Another place that would feel the pain is El Paso, TX, which receives about $6 million in CDBG funds, according to Veronica Soto, the city’s director of community and human development.

“We use the bulk of the money to do investments, reinvestments into low-income neighborhoods,” Soto said earlier this year. “We have funded improvements to parks in lower and moderate income areas, we have senior centers, we have done curb cuts, sidewalk gaps. It would mean those projects would not move forward. Because a lot of our money goes to parks, the kids would be impacted.”

She said the Trump budget cuts would also mean cutting 33 city jobs, nine in her department.

“I would have to lay myself off,” Soto said. “Seventy-five percent of my salary is from grants.”

Kevin Howard, manager of the community development division for Little Rock, AR, said the cuts would affect about 10,000 people in his community.

“The citizens benefit from this in different ways,” he said. “We do a lot of homeowner-occupied rehabs and public service grants for health services, meals on wheels, and private wheelchair ramps for senior citizens.”

Asked about claims by some in the media that these programs are wasteful or mismanaged, he replied: “These are not handouts; these are people who cannot do it themselves. I have never seen any corruption or mismanagement.”

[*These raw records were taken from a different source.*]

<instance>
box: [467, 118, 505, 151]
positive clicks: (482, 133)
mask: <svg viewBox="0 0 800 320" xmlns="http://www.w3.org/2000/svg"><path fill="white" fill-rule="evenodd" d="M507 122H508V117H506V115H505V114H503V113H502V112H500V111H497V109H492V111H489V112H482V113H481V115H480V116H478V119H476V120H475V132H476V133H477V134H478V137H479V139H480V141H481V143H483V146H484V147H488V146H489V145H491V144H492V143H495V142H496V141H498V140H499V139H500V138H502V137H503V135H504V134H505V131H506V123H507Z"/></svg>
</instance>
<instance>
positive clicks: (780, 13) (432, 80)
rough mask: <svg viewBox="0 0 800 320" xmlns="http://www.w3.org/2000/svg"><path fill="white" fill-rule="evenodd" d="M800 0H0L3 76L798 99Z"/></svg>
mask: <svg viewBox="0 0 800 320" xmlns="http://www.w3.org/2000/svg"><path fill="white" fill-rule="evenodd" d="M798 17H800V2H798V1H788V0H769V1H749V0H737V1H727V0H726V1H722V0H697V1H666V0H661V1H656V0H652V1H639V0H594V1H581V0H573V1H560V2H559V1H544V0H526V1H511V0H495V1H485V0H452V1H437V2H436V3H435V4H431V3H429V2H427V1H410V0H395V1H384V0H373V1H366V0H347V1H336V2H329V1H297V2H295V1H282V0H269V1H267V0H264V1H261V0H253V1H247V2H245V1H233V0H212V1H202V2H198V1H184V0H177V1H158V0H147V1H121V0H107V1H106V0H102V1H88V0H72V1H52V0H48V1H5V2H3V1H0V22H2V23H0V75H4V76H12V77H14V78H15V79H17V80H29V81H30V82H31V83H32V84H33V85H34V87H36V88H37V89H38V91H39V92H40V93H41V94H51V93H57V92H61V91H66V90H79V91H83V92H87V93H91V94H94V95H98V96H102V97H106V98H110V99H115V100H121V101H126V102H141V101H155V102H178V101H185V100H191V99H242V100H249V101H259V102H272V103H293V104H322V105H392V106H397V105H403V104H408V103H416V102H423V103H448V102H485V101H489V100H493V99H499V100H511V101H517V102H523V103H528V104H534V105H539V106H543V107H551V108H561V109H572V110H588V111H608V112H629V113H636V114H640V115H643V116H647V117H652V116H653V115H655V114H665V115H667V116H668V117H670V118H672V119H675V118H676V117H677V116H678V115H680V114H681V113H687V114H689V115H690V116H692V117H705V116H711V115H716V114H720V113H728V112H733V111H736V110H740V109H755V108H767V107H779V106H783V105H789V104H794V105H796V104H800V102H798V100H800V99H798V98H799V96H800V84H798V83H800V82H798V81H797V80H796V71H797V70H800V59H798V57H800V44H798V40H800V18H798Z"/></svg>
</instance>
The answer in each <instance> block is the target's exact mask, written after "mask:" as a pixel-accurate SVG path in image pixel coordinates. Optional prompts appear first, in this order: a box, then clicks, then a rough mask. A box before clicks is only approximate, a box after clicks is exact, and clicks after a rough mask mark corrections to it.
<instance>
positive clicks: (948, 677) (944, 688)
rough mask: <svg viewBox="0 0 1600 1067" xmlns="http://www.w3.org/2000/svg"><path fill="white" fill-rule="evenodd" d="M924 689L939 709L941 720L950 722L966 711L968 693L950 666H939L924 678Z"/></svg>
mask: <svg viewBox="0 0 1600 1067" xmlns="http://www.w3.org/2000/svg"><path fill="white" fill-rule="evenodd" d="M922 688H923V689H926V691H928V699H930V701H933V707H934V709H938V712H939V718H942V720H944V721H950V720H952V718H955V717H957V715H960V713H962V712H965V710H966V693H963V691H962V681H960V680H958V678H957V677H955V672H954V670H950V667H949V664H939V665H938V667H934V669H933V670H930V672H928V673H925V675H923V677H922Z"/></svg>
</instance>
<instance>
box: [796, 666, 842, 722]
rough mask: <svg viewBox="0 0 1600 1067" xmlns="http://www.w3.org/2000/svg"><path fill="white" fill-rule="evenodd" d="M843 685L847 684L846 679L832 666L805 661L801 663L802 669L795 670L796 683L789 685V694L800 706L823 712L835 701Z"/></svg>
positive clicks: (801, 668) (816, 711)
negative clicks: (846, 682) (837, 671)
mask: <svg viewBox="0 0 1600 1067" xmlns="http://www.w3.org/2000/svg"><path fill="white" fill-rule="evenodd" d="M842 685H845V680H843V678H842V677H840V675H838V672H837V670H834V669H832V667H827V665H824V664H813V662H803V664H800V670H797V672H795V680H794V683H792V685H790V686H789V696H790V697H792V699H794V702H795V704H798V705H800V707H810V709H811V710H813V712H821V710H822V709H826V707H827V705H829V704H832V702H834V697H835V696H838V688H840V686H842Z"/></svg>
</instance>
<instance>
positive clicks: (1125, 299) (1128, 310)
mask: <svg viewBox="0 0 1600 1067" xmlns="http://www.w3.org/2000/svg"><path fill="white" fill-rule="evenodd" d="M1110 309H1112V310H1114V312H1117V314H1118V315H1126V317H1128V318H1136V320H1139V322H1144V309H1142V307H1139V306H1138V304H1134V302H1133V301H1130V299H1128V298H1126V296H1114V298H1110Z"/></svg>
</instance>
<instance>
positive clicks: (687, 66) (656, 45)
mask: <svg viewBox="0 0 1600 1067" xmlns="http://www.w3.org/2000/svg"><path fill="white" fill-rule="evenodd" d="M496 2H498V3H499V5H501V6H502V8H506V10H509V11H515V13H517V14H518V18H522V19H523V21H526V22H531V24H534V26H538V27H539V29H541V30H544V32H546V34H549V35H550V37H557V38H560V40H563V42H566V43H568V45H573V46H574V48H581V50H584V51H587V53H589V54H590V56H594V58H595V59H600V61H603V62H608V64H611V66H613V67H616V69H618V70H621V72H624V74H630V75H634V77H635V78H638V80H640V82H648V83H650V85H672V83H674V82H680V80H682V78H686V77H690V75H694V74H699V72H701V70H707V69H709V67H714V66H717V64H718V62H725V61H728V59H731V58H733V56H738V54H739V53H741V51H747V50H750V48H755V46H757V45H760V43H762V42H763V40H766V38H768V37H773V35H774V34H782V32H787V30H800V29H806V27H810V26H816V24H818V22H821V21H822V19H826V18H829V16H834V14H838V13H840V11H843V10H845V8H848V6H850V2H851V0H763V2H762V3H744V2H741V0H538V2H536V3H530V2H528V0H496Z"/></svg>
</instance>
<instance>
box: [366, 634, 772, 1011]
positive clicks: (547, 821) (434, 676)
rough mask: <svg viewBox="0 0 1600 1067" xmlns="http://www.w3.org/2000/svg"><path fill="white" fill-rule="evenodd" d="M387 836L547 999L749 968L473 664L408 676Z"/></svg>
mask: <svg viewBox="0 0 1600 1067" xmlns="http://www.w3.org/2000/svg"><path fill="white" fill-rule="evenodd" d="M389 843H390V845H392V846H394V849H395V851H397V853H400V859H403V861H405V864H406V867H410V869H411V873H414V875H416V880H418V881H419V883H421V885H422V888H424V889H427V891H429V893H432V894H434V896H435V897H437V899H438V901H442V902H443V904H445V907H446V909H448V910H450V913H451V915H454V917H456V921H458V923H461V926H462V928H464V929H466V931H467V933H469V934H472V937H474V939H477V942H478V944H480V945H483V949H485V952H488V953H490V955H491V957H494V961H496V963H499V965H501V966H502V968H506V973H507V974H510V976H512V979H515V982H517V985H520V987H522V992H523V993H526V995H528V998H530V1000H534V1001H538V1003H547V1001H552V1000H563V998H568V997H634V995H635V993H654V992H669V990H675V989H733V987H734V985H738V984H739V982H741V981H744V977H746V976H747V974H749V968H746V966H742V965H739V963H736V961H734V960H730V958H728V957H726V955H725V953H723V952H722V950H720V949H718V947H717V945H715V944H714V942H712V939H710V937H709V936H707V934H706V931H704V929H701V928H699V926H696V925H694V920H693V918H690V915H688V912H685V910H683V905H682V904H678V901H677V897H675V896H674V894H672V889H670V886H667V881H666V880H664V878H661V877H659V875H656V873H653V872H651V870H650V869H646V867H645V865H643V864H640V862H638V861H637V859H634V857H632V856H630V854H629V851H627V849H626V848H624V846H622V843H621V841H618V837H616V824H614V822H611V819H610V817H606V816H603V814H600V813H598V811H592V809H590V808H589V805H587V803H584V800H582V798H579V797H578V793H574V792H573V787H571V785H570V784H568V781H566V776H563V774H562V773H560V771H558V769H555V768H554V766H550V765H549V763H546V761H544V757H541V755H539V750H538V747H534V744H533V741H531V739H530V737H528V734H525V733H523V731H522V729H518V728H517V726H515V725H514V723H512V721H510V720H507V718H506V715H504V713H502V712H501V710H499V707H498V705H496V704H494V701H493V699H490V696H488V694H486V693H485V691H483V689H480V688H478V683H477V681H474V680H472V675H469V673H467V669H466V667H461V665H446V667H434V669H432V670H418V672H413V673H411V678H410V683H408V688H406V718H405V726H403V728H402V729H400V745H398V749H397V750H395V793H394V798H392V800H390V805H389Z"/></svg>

Roland Garton, president of The Grant Helpers of Champagne, IL, a grant writing consulting firm that aids local communities in filing for such grants, said CDBG cuts would hurt the neediest.

“Since they tend to target low-income groups, those would be the hardest hit,” Garton said. “This is money that big cities and small cities both have access to. There are a lot of programs that focus on one or the other. But these have broad applications to all cities. The hits would be broad. States that are weak economically would be hardest hit.”

The proposed cuts have also been criticized by the president of the U.S. Conference of Mayors, Republican Oklahoma City Mayor Mick Cornett. He issued a statement in March condemning the proposed cuts: 

“Community Development Block Grants are the only federal funding source that gives city leaders some discretion in how the money is spent, and mayors have used them to leverage private investment, create affordable housing, spur economic development, rebuild infrastructure and provide services that strengthen metro areas. America’s mayors will continue to work with our many champions in both the House and Senate to ensure that critically-needed tools like CDBG funds and the HOME Investment Partnership are fully funded.”